Video: Hacking Kinect - NASA Applications?

Think for a moment: Remember all of the things in "Avatar", "Star Trek", and other SciFi films that were controlled by people waving their hands over sexy looking devices, wandering around holodecks, or using remotely controlled bodies. When Kinect was first released, Microsoft was against anyone hacking it. A similar thing happened when LEGO Mindstorms was released and hobbyists began to fiddle with the software. As was the case with LEGO, Microsoft has done a complete 180 and has overtly embraced the notion that people can take technology and do things that its originators never imagined. How could Kinect hacks change the way that NASA does things?
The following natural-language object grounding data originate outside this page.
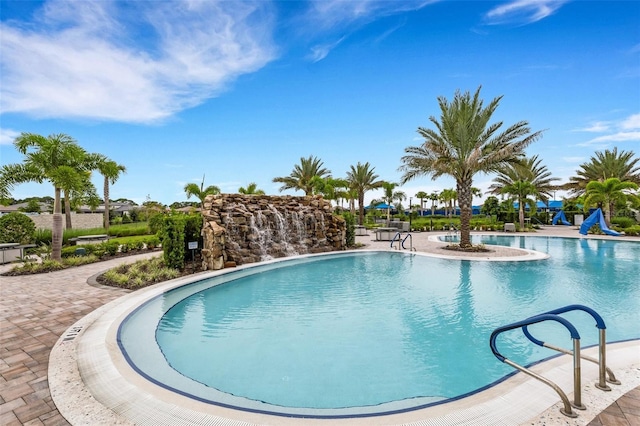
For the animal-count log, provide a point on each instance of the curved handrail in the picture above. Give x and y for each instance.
(576, 339)
(529, 321)
(410, 240)
(393, 240)
(602, 343)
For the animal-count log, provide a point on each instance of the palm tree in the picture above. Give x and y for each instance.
(434, 196)
(421, 195)
(111, 171)
(463, 144)
(605, 165)
(251, 189)
(200, 191)
(608, 193)
(361, 179)
(46, 159)
(528, 178)
(330, 188)
(390, 196)
(448, 197)
(301, 178)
What would it be like to use Kinect as a whole body interface with 360 degrees of movement while living in microgravity aboard the ISS? Could NASA control Robonaut this way?

Updating Galactic Cartography

Constructing a Galactic coordinate system based on near-infrared and radio catalogs

"The definition of the Galactic coordinate system was announced by the IAU Sub-Commission 33b on behalf of the IAU in 1958. An unrigorous transformation was adopted by the Hipparcos group to transform the Galactic coordinate system from the FK4-based B1950.0 system to the FK5-based J2000.0 system or to the International Celestial Reference System (ICRS). For more than 50 years the definition of the Galactic coordinate system has remained unchanged from this IAU1958 version. On the basis of deep and all-sky catalogs, the position of the Galactic plane can be revised and updated definitions of the Galactic coordinate systems can be proposed."
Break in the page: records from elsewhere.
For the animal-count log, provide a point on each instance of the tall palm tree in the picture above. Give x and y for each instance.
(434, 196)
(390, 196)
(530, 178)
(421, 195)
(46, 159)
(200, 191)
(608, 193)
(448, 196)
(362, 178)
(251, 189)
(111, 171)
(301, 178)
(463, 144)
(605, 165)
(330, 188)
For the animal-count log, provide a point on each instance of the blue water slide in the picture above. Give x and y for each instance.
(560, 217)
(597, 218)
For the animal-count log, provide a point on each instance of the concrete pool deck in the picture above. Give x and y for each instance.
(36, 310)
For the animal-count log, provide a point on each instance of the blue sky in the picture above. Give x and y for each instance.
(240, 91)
Inventing the Tractor Beam

NASA Studying Ways to Make 'Tractor Beams' a Reality (with video)

"Tractor beams -- the ability to trap and move objects using laser light -- are the stuff of science fiction, but a team of NASA scientists has won funding to study the concept for remotely capturing planetary or atmospheric particles and delivering them to a robotic rover or orbiting spacecraft for analysis."

Backward Pulling Force from a Forward Propagating Beam, Chen et al

"We show explicitly that the necessary condition to realize a negative (pulling) optical force is the simultaneous excitation of multipoles in the particle and if the projection of the total photon momentum along the propagation direction is small (as in some propagation invariant beams), attractive optical force is possible. This possibility adds "pulling" as an additional degree of freedom to optical micromanipulation."